Elton John singles chronology
| "Crazy Water" (1977) | "The Goaldiggers Song" (1977) | "Ego" (1978) |

= The Goaldiggers Song =

"The Goaldiggers Song" is a charity single by British musician Elton John, released in 1977. The song is written for the Goaldigger's charity to provide playing fields in under-privileged areas. The single never charted anywhere, as it was a limited charity release - only 500 copies were pressed, approximately half of which were signed by John.

The song is written, composed and performed solely by John; the song features only his piano and multi-tracked vocals. The actual disc does not contain writing or production credits, and since the release of the single, it hasn't appeared on any album or been reissued in any formats and considered as a collector's item.

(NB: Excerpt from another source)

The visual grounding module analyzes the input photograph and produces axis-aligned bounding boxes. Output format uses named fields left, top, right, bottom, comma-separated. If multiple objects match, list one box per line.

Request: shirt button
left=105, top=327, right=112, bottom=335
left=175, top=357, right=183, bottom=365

The only well-known performance of this song happens at his performance at the Wembley Empire Pool on 3 November 1977.

==Background==
At the time in 1977, John was living reclused in London; the only time he would go out was to go see his football team Watford F.C. play. The single was available for a cost of five UK pounds by mail-order only and featured John and a number of other British celebrities including Jimmy Hill and Eric Morecambe in conversation on the B-side. The tapes were destroyed after the pressing, so no other official copies of the recording exist.